DOI: 10.1177/15248399231218938 ISSN: 1524-8399

Assessing the Impact of Multilevel Comprehensive Programming on SNAP-Ed Participant Behaviors

Casey Coombs, Mateja R. Savoie-Roskos, Amria Farnsworth, LaCee Jimenez, Heidi LeBlanc
  • Nursing (miscellaneous)
  • Public Health, Environmental and Occupational Health


To examine differences in dietary, physical activity, and food selection behaviors of Utah SNAP-Ed participants who had varied breadth of engagement with various components of multilevel programming.


SNAP-Ed participants received a survey approximately 1 year after participating in nutrition classes. The survey measured diet, physical activity, and food selection behaviors and breadth of engagement with components of SNAP-Ed programming. Components of programming included nutrition education for adults and youth, nudge programs in food pantries and corner stores, farmers’ market booths, social marketing campaign materials, and social media platforms. Kruskal–Wallis tests assessed differences in behaviors between varying breadths of program engagement.

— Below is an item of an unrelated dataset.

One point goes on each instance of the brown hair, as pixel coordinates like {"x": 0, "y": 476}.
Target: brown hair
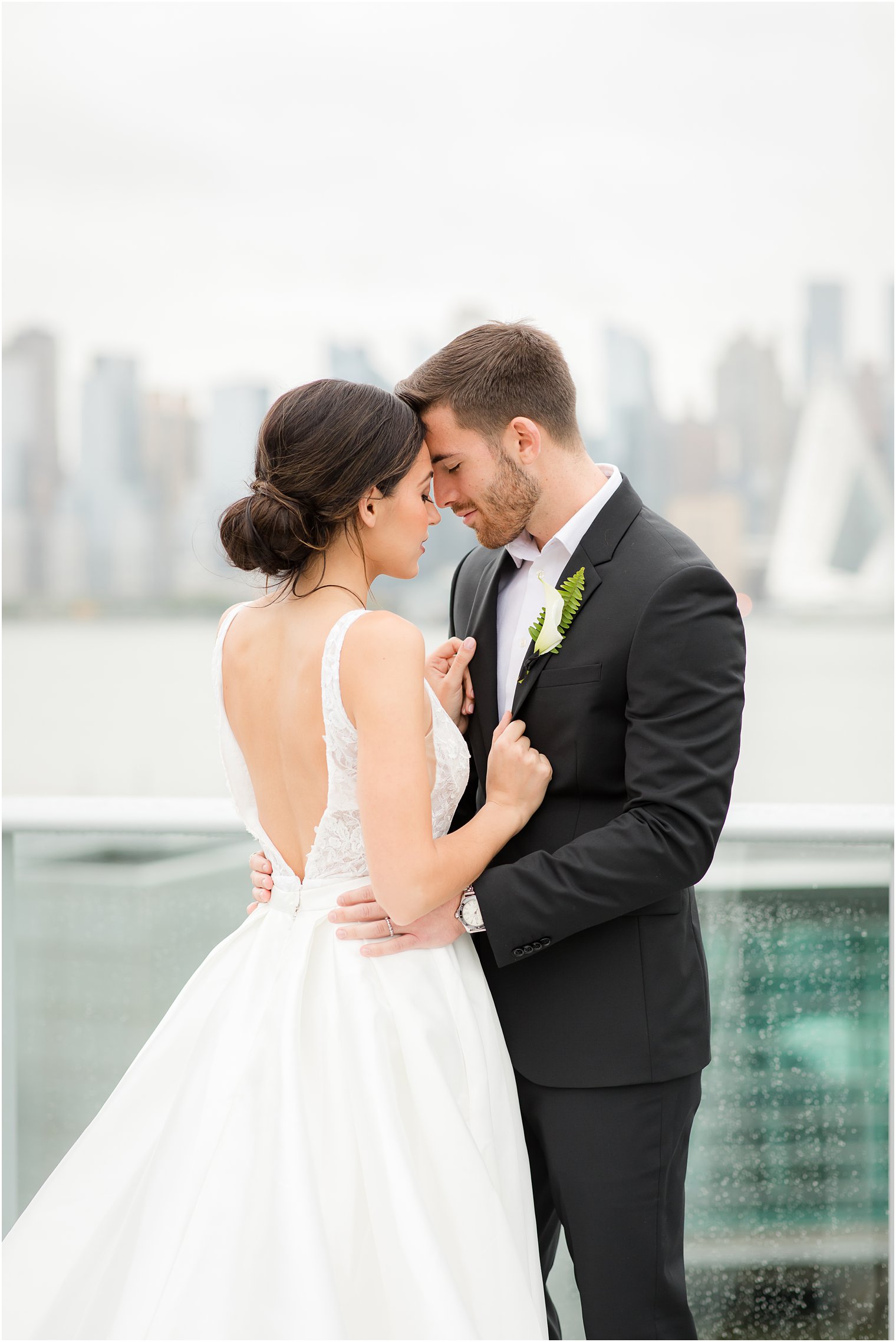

Among the 124 respondents, certain dietary behaviors improved with increased breadth of program engagement including intake of vegetables, low-fat dairy, and lean protein. Food selection behaviors including using MyPlate and preparing healthy foods on a budget, also improved with increased engagement. Physical activity was not impacted by additional breadth of exposure.

Conclusions and Implications:

Findings suggest that multilevel comprehensive programming may enhance the impact of SNAP-Ed education for certain behaviors. Additional research is warranted on the impact of SNAP-Ed multilevel programming on targeted behaviors and health outcomes.